Master MeRIP-seq Data Analysis: Step-by-Step Process for RNA Methylation Studies

Epitranscriptomics

At A Glance

01Data pre-processing 02Data Comparison 03Assessment and treatment of results 04Preparation for subsequent analysis 05Methylation site identification 06Peak Annotation 07Peak Difference Analysis 08Visualisation 09Motif Analysis 10Interpretation of biological significance

MeRIP-seq analysis refers to the process of processing, analysing and interpreting high-throughput sequencing data acquired by MeRIP-seq methods. This process includes several key steps aimed at providing an in-depth understanding of methylation modifications in RNA and their functions in the regulation of gene expression.
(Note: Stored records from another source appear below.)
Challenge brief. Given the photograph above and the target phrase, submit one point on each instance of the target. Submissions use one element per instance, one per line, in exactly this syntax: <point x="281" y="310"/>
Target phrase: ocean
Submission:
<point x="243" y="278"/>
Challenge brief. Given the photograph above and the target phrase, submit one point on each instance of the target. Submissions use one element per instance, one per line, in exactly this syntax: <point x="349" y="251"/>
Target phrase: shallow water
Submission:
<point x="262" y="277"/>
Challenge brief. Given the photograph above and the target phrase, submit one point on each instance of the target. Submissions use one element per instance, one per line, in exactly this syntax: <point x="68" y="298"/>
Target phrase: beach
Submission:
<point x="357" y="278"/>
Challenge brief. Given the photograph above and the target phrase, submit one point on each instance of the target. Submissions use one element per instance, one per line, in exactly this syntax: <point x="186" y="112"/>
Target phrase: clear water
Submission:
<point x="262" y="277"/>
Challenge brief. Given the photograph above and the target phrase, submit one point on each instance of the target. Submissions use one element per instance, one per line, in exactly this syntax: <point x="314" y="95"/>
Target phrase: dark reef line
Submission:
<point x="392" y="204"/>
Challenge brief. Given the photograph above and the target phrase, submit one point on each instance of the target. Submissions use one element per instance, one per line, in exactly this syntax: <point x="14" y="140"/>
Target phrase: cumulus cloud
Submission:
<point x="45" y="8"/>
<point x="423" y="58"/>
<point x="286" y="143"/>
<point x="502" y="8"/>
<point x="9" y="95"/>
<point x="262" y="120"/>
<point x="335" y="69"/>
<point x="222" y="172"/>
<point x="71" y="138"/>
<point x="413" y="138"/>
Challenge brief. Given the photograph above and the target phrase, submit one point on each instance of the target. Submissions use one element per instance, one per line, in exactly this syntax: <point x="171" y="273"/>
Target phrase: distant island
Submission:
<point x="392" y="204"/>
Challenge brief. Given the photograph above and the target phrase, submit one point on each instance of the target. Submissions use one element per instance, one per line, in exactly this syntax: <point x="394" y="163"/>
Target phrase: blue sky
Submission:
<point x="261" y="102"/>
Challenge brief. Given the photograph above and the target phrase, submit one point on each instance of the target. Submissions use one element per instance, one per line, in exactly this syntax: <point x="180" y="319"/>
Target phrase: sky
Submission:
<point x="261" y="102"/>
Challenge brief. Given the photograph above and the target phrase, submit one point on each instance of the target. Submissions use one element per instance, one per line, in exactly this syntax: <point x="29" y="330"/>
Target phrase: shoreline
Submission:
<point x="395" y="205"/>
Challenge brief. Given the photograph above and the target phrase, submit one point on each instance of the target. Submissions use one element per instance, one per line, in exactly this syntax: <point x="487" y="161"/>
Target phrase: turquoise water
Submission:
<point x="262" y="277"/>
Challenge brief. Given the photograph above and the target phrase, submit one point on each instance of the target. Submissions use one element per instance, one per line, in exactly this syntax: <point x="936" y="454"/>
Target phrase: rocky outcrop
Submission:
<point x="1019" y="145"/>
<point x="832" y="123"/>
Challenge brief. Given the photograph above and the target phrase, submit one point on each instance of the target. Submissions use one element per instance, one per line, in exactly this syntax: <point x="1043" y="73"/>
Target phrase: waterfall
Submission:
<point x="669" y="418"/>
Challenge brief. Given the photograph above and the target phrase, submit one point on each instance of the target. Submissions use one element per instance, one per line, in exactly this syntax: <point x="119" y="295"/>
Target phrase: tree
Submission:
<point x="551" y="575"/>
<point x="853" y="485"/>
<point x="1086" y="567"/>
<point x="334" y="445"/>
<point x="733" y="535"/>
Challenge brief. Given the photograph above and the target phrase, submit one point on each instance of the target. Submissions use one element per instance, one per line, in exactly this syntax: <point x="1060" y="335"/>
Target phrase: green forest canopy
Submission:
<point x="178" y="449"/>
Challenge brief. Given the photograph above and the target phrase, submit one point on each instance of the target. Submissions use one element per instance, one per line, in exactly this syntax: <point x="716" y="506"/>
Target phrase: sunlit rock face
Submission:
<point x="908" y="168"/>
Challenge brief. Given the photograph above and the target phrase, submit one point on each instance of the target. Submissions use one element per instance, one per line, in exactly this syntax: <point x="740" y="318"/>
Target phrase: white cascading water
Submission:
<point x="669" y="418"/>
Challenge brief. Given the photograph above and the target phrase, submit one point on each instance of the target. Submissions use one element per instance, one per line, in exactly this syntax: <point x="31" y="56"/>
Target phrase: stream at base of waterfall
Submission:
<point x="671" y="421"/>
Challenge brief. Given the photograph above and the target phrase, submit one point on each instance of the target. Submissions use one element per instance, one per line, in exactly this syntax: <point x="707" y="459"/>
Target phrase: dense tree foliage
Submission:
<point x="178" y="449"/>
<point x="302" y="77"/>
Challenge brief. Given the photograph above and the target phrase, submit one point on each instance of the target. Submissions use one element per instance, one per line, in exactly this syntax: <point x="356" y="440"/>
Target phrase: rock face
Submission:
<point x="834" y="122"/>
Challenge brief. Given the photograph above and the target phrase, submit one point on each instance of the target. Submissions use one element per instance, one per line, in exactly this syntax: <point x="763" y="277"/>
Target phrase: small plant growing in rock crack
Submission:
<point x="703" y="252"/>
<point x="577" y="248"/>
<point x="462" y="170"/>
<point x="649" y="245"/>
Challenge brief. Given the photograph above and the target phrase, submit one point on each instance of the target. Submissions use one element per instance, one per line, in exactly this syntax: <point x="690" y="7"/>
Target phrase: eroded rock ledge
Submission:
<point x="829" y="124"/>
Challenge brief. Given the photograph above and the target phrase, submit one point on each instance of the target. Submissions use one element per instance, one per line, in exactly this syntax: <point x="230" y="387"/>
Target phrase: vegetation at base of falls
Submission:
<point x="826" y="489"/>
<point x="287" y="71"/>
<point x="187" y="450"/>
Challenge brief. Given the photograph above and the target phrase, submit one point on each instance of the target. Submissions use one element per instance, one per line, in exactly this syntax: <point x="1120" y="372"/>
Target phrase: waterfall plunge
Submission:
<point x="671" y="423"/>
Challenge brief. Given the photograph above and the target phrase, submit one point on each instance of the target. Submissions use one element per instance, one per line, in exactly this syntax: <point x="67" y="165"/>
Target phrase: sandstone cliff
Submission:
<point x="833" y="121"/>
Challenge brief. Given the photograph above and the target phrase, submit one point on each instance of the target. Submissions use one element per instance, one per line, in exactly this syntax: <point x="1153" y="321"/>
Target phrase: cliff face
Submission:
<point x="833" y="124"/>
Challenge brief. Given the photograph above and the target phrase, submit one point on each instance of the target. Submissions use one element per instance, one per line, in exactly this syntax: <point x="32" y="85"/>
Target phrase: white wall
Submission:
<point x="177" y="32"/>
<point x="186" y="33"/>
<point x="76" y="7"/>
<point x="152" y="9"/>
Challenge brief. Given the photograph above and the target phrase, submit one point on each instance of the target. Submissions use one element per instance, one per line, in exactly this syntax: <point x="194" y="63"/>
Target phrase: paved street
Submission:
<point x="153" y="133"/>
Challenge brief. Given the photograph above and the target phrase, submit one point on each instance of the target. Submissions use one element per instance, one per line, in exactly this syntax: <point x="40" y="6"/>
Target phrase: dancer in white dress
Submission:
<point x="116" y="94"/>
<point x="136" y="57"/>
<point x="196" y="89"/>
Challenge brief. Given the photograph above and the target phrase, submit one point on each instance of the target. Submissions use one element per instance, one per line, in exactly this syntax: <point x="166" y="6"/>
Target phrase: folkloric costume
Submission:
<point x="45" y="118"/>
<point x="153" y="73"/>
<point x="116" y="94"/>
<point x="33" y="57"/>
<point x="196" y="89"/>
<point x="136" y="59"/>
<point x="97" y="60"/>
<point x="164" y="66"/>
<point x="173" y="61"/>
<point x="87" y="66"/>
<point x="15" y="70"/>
By integrating experimental data and bioinformatics analyses, the researchers were able to reveal the important role that RNA methylation plays in a variety of biological processes.

The following is the basic flow of MeRIP-seq analysis.

Data pre-processing

quality assessment

Quality assessment of raw sequencing data is performed using tools such as FastQC. The main areas to check are as follows:

Read length: confirm that the reads are the expected length.
Mass fraction distribution: Look at the mass fraction of each base and make sure that the majority of bases are above the threshold (typically Q20 or Q30).
Splice contamination: detect the presence of splice sequences in the read segment.
rRNA abundance: detects if rRNA is too high to avoid a reduction in the sequencing depth of the target mRNA. the presence of rRNA can confound subsequent methylation analyses and lead to inaccurate results.

Data cleaning

Cleaning of low quality data usually includes the following steps:

Remove splice sequences: Use tools such as Trimmomatic or Cutadapt to remove splice sequences and low quality reads.
Remove low quality reads: Filter out low quality reads based on mass fraction and length.
Remove rRNA: There are a variety of commercially available rRNA removal kits on the market, such as Ribo-Zero, that can effectively remove rRNA.Alternatively, rRNA can be captured and removed by specific probes.

Data Comparison

Selecting a Reference Genome

Download the reference genome: Download the reference genome sequence for the desired species from a public database (e.g. UCSC Genome Browser or Ensembl).
Prepare annotation files: Obtain the corresponding gene annotation file (e.g., GTF or GFF format) for subsequent analysis.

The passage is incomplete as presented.